Note: This notebook is heavily inspired by https://github.com/kmeng01/rome/blob/main/notebooks/rome.ipynb

# Setup

In [1]:
%%bash
!(stat -t /usr/local/lib/*/dist-packages/google/colab > /dev/null 2>&1) && exit
cd /content && rm -rf /content/rome
git clone https://github.com/kmeng01/rome rome > install.log 2>&1
pip install -r /content/rome/scripts/colab_reqs/rome.txt >> install.log 2>&1
pip install --upgrade google-cloud-storage >> install.log 2>&1

In [2]:
IS_COLAB = False
ALL_DEPS = False
try:
    import google.colab, torch, os

    IS_COLAB = True
    os.chdir("/content/rome")
    if not torch.cuda.is_available():
        raise Exception("Change runtime type to include a GPU.")
except ModuleNotFoundError as _:
    pass

In [3]:
%load_ext autoreload
%autoreload 2

# Load GPT model

In [4]:
import torch
from transformers import AutoModelForCausalLM, AutoTokenizer

from util import nethook
from util.generate import generate_interactive, generate_fast

from experiments.py.demo import demo_model_editing, stop_execution

Here, you can specify a GPT model (`MODEL_NAME`).
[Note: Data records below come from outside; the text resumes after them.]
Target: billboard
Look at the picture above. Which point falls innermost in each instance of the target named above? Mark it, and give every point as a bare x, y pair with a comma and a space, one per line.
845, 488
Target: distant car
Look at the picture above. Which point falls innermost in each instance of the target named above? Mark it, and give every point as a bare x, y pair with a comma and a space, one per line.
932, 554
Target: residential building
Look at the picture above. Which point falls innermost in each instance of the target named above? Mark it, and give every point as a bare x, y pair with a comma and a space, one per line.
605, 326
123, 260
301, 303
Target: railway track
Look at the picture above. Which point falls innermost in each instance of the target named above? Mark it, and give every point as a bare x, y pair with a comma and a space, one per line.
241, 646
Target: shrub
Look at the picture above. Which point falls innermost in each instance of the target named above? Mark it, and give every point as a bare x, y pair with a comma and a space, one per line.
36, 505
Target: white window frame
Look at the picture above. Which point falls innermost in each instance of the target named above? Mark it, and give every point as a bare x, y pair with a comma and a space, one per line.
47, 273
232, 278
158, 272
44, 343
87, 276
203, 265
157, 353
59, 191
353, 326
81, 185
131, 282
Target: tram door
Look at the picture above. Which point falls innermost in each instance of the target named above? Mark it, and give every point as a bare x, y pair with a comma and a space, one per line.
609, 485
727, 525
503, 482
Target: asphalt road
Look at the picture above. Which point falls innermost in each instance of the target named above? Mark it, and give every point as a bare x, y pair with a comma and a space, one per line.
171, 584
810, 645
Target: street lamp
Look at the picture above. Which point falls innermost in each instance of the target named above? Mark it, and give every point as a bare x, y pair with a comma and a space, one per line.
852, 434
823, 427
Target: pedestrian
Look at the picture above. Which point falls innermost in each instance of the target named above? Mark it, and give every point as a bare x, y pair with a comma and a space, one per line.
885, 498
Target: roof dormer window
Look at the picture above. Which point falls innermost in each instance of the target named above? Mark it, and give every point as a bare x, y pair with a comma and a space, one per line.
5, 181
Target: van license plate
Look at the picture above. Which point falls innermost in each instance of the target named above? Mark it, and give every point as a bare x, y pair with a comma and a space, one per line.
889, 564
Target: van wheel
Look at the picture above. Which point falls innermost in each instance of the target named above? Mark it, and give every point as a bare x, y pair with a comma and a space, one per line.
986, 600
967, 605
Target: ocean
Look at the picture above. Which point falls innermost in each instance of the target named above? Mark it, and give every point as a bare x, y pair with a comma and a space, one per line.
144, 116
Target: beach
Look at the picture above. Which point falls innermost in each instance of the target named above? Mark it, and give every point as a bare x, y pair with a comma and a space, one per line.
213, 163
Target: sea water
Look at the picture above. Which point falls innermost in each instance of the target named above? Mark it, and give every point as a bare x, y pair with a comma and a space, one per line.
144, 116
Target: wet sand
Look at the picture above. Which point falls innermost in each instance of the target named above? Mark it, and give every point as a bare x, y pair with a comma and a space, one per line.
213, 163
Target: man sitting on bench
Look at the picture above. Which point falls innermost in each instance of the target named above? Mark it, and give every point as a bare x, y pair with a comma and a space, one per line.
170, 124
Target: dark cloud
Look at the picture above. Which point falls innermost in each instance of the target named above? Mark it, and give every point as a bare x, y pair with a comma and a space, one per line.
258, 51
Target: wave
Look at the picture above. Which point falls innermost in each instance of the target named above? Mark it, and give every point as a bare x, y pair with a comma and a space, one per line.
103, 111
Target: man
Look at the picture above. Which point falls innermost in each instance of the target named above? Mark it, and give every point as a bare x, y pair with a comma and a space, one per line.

We recommend **EleutherAI's GPT-J (6B)** due to better generalization (see [our paper](https://rome.baulab.info/) for details), but GPT-2 XL (1.5B) consumes less memory.
* `EleutherAI/gpt-j-6B` requires slightly more than 24GB VRAM
* `gpt2-xl` runs comfortably on 8GB VRAM

In [5]:
MODEL_NAME = "gpt2-xl"  # gpt2-{medium,large,xl} or EleutherAI/gpt-j-6B

In [6]:
model, tok = (
    AutoModelForCausalLM.from_pretrained(MODEL_NAME, low_cpu_mem_usage=IS_COLAB).to(
        "cuda"
    ),
    AutoTokenizer.from_pretrained(MODEL_NAME),
)
tok.pad_token = tok.eos_token
model.config

Downloading:   0%|          | 0.00/689 [00:00<?, ?B/s]

Downloading:   0%|          | 0.00/5.99G [00:00<?, ?B/s]

Downloading:   0%|          | 0.00/0.99M [00:00<?, ?B/s]

Downloading:   0%|          | 0.00/446k [00:00<?, ?B/s]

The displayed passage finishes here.